It's twenty til eight in the evening, and I am at home. I'm beginning to wander around the house, moving from tiny chore to tiny chore, idly tidying here and there. Stopping to pet the cats on the head. It's coolish for July, and I've been out in the backyard enjoying the garden, taking time to just check in on all my plant friends out there, and feeling the touch of tomato plants as I brush by. I consider this bliss, and a bliss for which I no longer feel a need to apologize.
I consider that, during the symphony season, the rehearsals will have begun only 10 minutes ago. Presbyterian churches are just beginning committee meetings. Soccer practices, football games, date nights, and church services, all would be underway about now. But, I am at home. No apologies.
I've been there, done that deal of dashing. Dashing from one scheduled event to the next. Allotting 12 minutes for the grocery store, 7 minutes in the post office, hours in the car pool line. I've been there, done that with dropping in the bed, exhausted, only to wake up to start it again the next day, exhausted.
Of course, though, I was just exhausted from living life fully, from taking advantage of all the wondrous experiences life has to offer. For much of the time, it was all good. But, even so, I wondered. I wondered what my grandparents knew when they sat on the porch in the evenings. And, I mean really sat on the porch. No apologies.
What I know now is that they worked a farm. They worked from before sunup to just after sundown. The last task I would remember of them for the evening was to slop the hogs with the bucket of remnants left from the day's meals, including supper that was just completed. Then, in the dusk, after supper, they sat on the front porch together with whatever visiting family might be around and watched the evening roll across the hill. Few cars ever passed, so it really was basically just watching that hill across the road disappear into darkness.
I've wondered about that ritual many times, even as I screeched into the school parking lot well past bedtime to retrieve my children from field trips, or band trips. Or sat in the bleachers or concert halls well past bedtime to cheer and applaud the accomplishments of the younger generation. I've wondered about that ritual even as I've sat in well intentioned meetings that have the power to hold me in that place, but for what really?

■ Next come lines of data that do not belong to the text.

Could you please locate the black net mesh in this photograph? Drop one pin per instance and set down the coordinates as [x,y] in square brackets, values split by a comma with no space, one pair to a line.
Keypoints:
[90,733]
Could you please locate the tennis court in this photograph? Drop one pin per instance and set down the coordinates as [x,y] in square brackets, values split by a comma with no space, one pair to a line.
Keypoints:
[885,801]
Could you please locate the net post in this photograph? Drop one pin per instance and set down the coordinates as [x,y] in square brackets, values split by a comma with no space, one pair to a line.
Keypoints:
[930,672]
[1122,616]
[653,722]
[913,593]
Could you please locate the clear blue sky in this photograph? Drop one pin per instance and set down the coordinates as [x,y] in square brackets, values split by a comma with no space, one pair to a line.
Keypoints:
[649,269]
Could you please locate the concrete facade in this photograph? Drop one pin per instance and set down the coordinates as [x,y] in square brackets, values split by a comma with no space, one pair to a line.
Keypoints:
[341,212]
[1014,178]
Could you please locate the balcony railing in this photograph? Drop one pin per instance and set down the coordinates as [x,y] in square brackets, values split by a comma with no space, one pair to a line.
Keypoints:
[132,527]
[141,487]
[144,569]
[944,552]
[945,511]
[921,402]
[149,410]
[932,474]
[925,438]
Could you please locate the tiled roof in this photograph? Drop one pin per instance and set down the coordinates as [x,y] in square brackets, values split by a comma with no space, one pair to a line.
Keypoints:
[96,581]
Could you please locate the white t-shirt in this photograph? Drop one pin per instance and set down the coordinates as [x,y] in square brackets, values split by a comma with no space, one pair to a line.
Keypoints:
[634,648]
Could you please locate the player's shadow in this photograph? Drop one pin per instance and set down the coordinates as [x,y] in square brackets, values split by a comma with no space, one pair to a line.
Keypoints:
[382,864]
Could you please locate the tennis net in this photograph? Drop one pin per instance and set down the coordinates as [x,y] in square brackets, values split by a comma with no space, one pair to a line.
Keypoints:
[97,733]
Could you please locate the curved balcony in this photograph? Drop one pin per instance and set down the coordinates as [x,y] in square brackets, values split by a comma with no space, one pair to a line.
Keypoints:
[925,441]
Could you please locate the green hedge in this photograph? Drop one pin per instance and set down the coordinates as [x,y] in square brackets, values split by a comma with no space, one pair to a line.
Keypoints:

Years of wondering vaporized with a sudden realization that there was a beauty to that ritual. A closure. Measurement to the day. Barely a break in the day from plowing for harvesting or bunching tobacco or milking the cows or gathering the eggs. But, when the day was done, it was done. No apologies. It was time for rest, for reflection and conversation, for engagement of a different sort with oneself and others. A Sabbath built into every day.
Thank goodness I no longer have to wonder. It now seems very wise to me. The evenings are sacred. No apologies.